I knew a fellow in Las Cruces who was a very capable artist with paint and pencil. He had a big collection of old cameras. He thought they were beautiful objects, and I guess that is ok. However, I always felt the cameras would be happier in the possession of a person who would put them to use. Glad you saw the light, Jim.

Lurcher1 said...

Point well taken.

But I have found light leaks, especially prevalent in Kodak folders, virtually impossible to fix unless they consist of one or two very small pinholes that can be simply patched with gaffer tape. When the leaks are more extensive I have tried various remedies involving glue, shoe polish, fabric paint and God knows what else. The result is usually a stiff bellows that is impossible to re-fold. I successfully patched a Kodak Bantam Special (beautiful camera), but I can't risk re-folding it lest it spring further leaks.

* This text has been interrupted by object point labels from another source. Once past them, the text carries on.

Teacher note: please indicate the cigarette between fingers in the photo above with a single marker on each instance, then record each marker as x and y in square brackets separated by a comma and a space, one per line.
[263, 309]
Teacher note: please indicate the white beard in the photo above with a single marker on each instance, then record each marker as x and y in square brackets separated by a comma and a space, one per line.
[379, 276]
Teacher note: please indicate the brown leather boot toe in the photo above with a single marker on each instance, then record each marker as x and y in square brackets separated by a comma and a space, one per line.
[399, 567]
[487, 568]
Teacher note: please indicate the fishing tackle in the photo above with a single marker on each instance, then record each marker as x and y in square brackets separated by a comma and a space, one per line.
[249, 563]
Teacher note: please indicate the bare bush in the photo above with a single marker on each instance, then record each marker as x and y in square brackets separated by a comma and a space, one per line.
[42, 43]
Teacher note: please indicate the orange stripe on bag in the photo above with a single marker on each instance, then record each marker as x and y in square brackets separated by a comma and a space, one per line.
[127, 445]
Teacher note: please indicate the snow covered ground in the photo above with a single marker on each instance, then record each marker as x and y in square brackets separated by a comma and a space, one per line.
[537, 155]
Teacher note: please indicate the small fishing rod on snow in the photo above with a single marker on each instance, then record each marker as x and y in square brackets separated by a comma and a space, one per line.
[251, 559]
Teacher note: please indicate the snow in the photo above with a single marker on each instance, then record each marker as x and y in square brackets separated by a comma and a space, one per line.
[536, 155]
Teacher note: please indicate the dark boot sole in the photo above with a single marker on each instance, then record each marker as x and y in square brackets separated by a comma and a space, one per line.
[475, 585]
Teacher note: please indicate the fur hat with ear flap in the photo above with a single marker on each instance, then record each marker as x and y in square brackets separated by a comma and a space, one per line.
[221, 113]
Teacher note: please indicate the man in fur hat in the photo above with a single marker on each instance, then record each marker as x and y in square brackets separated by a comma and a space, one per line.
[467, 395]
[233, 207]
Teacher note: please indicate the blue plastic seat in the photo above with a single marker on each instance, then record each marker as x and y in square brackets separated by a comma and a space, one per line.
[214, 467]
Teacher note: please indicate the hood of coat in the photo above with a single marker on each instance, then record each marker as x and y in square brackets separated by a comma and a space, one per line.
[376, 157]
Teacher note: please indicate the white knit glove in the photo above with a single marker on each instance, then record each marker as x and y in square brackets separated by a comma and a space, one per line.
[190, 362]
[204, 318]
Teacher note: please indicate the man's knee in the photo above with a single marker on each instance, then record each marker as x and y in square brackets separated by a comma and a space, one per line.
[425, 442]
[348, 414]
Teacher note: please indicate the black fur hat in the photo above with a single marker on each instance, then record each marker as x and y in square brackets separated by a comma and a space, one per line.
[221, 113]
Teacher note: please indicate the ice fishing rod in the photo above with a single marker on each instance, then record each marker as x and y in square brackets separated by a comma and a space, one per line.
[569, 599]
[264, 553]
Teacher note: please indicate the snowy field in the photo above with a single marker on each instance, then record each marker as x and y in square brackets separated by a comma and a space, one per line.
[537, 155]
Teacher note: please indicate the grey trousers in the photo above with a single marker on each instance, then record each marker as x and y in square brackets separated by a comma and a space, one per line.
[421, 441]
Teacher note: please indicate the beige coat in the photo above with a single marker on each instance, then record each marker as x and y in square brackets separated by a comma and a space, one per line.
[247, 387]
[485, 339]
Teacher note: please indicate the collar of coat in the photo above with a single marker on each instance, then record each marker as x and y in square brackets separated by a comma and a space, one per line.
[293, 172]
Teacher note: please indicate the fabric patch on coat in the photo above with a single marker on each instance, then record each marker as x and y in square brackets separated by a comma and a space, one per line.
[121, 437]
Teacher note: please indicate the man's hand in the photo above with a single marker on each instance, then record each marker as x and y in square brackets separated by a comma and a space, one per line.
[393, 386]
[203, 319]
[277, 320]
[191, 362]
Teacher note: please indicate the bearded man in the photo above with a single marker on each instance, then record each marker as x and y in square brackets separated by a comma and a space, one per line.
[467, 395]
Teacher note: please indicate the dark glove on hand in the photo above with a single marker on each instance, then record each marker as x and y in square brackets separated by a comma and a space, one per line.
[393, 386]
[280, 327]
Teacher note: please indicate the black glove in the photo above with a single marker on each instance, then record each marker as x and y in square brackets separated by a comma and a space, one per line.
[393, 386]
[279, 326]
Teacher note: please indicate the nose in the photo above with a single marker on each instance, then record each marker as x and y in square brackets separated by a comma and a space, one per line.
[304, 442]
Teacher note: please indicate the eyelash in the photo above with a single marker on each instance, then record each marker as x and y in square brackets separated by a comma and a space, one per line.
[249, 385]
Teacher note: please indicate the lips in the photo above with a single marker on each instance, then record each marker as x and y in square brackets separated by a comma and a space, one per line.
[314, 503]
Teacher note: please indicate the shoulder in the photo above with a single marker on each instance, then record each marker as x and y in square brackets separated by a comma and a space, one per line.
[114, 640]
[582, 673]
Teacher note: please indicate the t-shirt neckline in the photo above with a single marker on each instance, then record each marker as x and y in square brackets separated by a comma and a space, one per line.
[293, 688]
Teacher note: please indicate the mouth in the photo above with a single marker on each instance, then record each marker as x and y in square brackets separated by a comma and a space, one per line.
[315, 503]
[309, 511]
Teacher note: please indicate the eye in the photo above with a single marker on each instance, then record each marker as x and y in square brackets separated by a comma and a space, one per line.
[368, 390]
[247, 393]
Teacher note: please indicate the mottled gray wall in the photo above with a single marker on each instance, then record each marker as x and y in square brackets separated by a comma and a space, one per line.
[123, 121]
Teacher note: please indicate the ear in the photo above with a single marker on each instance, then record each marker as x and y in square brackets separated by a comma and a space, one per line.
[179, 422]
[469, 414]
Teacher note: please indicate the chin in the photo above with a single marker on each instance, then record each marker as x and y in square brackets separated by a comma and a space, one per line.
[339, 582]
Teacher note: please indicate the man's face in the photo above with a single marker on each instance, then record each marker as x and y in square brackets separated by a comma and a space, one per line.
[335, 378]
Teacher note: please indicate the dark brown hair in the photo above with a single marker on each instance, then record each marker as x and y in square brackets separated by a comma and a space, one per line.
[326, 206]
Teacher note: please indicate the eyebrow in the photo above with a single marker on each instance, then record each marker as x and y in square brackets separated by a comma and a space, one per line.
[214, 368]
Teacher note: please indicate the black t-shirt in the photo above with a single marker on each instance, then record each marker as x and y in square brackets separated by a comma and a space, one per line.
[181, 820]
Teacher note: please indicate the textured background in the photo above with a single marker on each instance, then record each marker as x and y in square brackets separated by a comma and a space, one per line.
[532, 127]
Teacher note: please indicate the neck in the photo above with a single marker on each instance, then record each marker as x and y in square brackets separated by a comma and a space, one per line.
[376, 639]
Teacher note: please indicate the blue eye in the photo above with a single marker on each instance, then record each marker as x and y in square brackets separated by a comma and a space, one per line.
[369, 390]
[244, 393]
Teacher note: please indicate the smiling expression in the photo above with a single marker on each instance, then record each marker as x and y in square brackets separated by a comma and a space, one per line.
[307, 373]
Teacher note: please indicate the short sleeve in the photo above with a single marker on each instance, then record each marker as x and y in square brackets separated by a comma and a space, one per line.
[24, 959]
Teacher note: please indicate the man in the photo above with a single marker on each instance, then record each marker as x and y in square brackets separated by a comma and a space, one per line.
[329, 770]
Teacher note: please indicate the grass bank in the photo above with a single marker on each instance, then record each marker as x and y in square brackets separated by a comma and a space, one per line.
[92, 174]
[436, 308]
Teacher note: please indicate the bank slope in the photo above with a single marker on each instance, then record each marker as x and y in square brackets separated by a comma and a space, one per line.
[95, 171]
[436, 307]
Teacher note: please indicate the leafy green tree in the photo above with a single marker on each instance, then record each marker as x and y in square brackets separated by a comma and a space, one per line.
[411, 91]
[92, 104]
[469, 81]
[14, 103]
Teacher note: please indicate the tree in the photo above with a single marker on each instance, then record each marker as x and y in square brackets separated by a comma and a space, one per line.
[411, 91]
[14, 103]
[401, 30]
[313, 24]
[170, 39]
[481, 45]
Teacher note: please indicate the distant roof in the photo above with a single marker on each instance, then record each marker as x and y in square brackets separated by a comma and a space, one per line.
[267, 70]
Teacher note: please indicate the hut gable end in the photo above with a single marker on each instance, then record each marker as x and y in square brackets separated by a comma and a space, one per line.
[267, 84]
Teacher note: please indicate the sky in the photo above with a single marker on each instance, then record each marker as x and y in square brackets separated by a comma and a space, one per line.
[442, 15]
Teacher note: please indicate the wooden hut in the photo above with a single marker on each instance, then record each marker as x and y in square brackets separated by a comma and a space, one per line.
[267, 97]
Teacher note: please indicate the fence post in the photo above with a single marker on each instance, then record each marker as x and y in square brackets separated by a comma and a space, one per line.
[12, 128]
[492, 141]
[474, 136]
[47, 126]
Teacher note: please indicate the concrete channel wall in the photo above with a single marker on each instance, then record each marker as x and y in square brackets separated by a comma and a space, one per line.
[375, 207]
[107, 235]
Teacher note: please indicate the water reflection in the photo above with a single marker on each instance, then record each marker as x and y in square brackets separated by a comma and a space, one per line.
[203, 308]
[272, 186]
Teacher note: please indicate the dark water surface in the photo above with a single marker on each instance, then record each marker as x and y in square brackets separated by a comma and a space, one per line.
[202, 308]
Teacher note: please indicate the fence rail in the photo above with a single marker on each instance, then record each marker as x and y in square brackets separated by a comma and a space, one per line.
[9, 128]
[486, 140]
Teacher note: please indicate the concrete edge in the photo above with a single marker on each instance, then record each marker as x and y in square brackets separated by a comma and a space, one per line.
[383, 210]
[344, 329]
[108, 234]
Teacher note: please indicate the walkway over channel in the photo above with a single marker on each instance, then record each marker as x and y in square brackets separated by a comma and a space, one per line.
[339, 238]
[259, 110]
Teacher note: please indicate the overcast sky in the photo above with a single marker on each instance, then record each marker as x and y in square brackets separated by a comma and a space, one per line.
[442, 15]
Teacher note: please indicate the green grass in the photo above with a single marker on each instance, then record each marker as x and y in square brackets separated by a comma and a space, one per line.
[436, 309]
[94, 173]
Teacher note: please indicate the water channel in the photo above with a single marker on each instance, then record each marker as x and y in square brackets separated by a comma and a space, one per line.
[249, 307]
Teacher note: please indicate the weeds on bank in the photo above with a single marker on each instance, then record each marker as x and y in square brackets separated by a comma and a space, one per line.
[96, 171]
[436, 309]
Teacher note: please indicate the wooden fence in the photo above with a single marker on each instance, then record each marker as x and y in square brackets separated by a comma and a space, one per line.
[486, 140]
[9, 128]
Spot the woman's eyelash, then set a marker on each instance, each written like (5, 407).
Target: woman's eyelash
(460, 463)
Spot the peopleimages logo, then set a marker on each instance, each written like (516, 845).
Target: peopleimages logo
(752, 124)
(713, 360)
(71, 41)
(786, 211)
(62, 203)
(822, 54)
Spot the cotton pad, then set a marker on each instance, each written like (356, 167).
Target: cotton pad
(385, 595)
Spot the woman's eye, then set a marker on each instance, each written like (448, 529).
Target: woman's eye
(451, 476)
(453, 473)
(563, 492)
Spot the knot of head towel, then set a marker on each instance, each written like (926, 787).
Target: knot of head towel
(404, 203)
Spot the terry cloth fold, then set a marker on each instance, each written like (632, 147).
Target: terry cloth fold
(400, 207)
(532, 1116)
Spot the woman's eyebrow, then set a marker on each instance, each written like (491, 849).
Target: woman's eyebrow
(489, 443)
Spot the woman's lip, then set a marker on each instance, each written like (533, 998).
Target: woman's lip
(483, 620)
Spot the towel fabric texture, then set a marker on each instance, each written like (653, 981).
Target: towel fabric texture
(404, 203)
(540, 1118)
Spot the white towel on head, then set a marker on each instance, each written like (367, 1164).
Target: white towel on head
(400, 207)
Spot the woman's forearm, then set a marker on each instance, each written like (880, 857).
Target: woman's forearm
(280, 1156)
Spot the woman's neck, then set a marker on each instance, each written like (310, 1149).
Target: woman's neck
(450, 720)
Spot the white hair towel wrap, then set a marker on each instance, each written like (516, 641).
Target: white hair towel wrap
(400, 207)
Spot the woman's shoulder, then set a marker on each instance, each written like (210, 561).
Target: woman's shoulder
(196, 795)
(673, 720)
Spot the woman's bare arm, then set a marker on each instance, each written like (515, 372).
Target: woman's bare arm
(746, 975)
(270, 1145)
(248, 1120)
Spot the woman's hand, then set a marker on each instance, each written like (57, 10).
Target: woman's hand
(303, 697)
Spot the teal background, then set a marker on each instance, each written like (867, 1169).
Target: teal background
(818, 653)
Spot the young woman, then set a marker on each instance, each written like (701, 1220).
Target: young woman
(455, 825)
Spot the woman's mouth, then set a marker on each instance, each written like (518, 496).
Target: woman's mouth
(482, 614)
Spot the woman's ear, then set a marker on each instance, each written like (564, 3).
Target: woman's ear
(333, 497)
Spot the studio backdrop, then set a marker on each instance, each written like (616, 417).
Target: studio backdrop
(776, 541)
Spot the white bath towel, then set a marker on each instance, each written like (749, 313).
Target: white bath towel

Frustrated by the difficulty of repairing leaky bellows, I recently grafted a good lens-shutter onto a cheap folder with sound bellows of same focal length. In one case this worked well--front end from Zeiss Ikon Ikonta grafted onto a cheap Adox In another case--front end from Agfa Isolette onto Agfa Speedex--the images are coming out blurred. I wonder if anyone else has tried this.

Adam Fairclough

Mike said...

You are right that some of the later Kodaks have bellows that deteriorate beyond repair. For those better ones with just a few pinholes I have had pretty good luck using Tulip brand ebony fabric paint to put just a small dot over the pinhole and then letting it dry thoroughly. I've also tried the black putty-like material referred to as "liquid plummer tape", but like you found that it just makes a mess of things.

I have replaced the bellows on a couple of my Kodak folders. You can find replacement bellows on ebay, though the type and dimensions are sometimes hard to come by at times.

I did one lens replacement on one of my little Kodak Retina folders. I took a very fine Ektar from a junker and replaced a very cloudy Xenar. That was a tricky repair because you can't test the infinity focus without completely reassembling the camera. It is a big help when you can find good repair instructions on the web. In this case I got what I needed from the very helpful web site and YouTube videos made by the New Zealaner, Chris Sherlock. He was also the reason I was able to replace the prism in my Retina Reflex.

kevinthephotographer said...

A fine article Mike. I have even read some blog reviews which have a long description of the camera that ends with "I can't wait to put a film through !" - how can you review a camera you haven't actually used?


Mike said...

Right. That does seem similar to praising the great stylistic panache of the Jaguar XK120 without talking about how it actually handles on the road.